ALES PTO also sets aside a sum of money each year to help with scholarships. The cost to attend camp is graduated over time, ranging from about $180 for those who enroll in December to full cost opening day of $220. 

“Any child that has wanted to go, we have found a way with a sponsor,” said Ross. “Some parents even pay it forward later on. If their child received a scholarship during a tight time a year or more ago, they later donate so that another child can enjoy the experience now. That’s how much kids and parents enjoy Camp Invention.”

“The Dow Corning Foundation out of Midland, Mich., is also a huge sponsor,” Ross added. “Without their assistance we could not function.”

Most of the campers come from ALES, but others attend from Hodgenville Elementary, Boston Elementary, with others participating from as far away as Bowling Green and Louisville. 

“We also have several homeschooled students and students from Kingdom Kids (Hodgenville United Methodist Church’s school) that attend Camp Invention,” she added.

Children rotate each day through integrated modules that employ creative thinking to solve real-world challenges. They learn vital 21st century life skills such as problem solving and teamwork through imaginative play.  

“Each year’s curriculum is field tested for two years before it is put into use,” said Ross. “The module names are Ecoverse, Cache Dashe, Geo Games, Amazing Atlas, and I Can Invent: Launchitude where they make a duck chucking device (We have tons of rubber ducks).”

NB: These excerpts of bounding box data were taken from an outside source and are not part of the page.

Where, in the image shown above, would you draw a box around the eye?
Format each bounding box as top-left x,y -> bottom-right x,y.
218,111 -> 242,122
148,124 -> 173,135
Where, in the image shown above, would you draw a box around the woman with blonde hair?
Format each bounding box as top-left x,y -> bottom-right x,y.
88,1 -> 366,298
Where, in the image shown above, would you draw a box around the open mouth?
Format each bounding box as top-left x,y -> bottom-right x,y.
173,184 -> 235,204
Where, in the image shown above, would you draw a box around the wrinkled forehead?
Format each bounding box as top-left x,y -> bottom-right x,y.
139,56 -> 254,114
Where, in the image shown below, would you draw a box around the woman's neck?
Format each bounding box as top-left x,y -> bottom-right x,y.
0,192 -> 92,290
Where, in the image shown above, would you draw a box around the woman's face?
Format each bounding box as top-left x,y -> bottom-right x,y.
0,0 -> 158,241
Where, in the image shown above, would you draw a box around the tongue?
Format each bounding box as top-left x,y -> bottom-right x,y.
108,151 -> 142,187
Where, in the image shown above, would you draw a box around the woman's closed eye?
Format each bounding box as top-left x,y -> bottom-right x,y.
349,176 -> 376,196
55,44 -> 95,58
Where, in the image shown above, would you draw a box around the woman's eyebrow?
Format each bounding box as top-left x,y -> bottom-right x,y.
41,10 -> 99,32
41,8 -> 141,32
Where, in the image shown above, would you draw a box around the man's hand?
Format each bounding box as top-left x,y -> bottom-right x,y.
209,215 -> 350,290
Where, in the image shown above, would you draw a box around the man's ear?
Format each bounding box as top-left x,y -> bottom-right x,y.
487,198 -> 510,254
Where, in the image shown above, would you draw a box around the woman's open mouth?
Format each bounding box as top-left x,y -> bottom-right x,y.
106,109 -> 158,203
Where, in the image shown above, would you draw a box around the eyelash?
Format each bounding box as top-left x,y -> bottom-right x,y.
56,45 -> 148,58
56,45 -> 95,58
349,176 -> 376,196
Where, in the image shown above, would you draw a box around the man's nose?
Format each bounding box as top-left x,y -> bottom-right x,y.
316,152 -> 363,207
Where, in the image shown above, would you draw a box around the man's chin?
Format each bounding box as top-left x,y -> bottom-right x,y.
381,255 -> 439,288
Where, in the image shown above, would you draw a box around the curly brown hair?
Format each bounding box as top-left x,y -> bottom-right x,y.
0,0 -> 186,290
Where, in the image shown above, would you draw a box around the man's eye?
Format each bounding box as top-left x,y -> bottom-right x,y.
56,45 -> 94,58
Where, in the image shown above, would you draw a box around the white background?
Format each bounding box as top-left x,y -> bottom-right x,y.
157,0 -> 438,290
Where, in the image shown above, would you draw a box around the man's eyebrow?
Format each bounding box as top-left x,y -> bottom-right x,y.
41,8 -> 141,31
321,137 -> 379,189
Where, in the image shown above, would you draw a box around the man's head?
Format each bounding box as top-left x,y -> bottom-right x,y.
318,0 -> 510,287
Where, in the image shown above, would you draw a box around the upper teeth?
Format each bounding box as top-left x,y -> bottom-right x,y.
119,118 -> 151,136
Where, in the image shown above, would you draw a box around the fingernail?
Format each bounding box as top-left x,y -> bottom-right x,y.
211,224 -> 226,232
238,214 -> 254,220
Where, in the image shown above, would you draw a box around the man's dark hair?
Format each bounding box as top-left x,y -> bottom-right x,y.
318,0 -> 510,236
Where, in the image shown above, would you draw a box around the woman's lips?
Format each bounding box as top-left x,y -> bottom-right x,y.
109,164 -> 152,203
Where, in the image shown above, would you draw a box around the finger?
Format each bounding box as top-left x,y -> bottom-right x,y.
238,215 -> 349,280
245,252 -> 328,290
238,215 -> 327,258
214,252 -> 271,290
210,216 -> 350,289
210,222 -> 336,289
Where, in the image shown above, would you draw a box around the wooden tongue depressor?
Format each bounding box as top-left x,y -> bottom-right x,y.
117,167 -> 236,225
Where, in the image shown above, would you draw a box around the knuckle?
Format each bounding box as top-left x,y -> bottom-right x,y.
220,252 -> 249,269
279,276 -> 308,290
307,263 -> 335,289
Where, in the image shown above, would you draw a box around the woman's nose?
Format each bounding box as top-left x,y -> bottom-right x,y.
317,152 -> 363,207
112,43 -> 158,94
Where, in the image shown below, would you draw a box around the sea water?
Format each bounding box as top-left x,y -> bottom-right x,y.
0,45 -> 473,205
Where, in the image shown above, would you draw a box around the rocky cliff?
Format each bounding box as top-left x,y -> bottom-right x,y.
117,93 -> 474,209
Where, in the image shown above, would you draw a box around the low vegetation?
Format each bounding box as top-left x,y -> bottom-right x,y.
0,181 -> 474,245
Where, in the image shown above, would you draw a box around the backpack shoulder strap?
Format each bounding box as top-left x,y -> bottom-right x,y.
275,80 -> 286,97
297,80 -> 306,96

Campers are presented with a variety of problems in each of the modules and they are never told the solutions, but are given the tools and clues to solve those problems. 

“They create solutions, no matter how far out there they may seem to us,” said Ross. “It’s great seeing kids use their imaginations.”

Camp instructors include Tina London, Kathy Milby, Martha Page, Valerie McGovern and Heather Hynes.

Former intern Landon Wolford has moved into the role of assistant director. Leadership interns are Zachary Thurman, Alex Best, Ripley Lucas, Andrew Coy and Grace Milby. 

The program also has a counselor in training for those that have passed the camp age, but as alumni, are considering being an intern for the program one day. 

“Those students who will also be assigned to help campers are Celeste Menard, Parker Smith, Skyler Hornback, Maddy Poirer, Harrison Hynes, Dalton Bell and Bridget Southwood,” Ross said.